Workbenches: From Peanut Butter and Salsa to Walnuts and Dentistry?
If you use your workbench for wood alone, you are unusual. My workbenches get used
for all sorts of things, from wrapping presents to cracking walnuts. Opening stubborn
jars of peanut butter to holding acetate horsies while I glue on their wounded legs.
So I was delighted when a reader reminded me of this passage from Herman Melville’s
“Moby Dick.” And it gave me a few ideas as to how we can save on our medical bills
in 2011 in the Schwarz household.
— Christopher Schwarz
Chapter 107
The Carpenter
The one grand stage where he enacted all his various parts so manifold, was his
vice-bench; a long rude ponderous table furnished with several vices, of different
sizes, and both of iron and of wood. At all times except when whales were alongside,
this bench was securely lashed athwartships against the rear of the Try-works.

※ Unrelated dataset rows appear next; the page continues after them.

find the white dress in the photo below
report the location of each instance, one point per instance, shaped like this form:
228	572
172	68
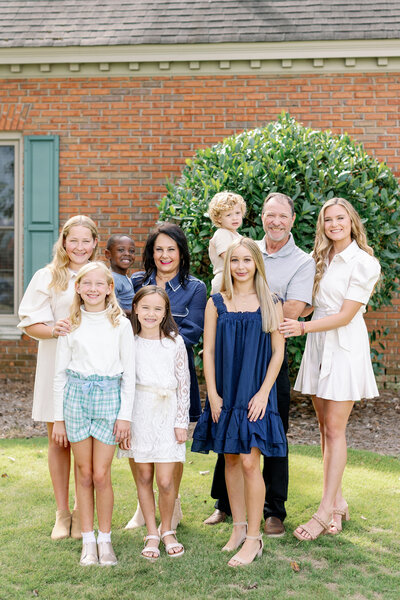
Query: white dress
336	364
162	400
43	305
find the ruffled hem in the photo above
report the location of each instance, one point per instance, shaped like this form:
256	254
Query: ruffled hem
235	434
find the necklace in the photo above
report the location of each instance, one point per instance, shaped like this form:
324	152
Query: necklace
243	301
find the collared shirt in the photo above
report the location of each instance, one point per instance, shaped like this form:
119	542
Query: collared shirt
123	290
188	303
351	275
290	271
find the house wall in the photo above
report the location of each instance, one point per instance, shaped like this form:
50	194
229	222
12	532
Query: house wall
121	137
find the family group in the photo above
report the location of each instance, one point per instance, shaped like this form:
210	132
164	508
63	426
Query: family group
115	366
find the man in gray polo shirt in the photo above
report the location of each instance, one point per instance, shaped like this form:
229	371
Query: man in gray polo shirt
290	274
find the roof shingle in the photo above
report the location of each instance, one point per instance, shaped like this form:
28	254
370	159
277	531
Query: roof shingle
103	22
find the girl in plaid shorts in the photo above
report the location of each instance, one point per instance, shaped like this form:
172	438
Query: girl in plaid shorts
93	399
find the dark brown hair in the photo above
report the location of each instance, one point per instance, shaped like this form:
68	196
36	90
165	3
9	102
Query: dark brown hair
176	233
168	327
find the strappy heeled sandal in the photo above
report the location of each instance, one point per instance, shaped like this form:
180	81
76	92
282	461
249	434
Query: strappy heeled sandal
227	548
300	536
154	549
241	562
172	545
344	513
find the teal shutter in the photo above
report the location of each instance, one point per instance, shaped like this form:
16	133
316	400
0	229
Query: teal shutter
40	201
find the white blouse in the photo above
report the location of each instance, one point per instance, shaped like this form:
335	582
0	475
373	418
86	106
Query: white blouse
97	348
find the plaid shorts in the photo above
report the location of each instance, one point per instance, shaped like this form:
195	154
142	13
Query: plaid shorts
91	406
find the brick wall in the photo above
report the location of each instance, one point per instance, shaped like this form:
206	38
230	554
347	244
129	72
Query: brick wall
121	137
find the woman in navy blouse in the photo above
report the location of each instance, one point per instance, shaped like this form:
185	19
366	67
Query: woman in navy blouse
167	264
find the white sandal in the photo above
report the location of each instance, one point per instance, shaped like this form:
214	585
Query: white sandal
169	547
154	549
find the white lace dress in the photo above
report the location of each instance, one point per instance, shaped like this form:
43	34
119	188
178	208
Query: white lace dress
162	400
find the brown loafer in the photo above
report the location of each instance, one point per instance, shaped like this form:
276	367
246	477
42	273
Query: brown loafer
274	527
218	516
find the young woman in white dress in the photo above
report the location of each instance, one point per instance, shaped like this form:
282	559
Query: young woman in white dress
160	416
44	311
336	368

A belaying pin is found too large to be easily inserted into its hole: the carpenter
claps it into one of his ever ready vices, and straightway files it smaller. A lost
landbird of strange plumage strays on board, and is made a captive: out of clean shaved
rods of right-whale bone, and cross-beams of sperm whale ivory, the carpenter makes
a pagoda-looking cage for it. An oarsman sprains his wrist: the carpenter concocts
a soothing lotion. Stubb longed for vermillion stars to be painted upon the blade
of his every oar; screwing each oar in his big vice of wood, the carpenter symmetrically
supplies the constellation. A sailor takes a fancy to wear shark-bone ear-rings: the
carpenter drills his ears. Another has the toothache: the carpenter out pincers, and
clapping one hand upon his bench bids him be seated there; but the poor fellow unmanageably
winces under the unconcluded operation; whirling round the handle of his wooden vice,
the carpenter signs him to clap his jaw in that, if he would have him draw the tooth.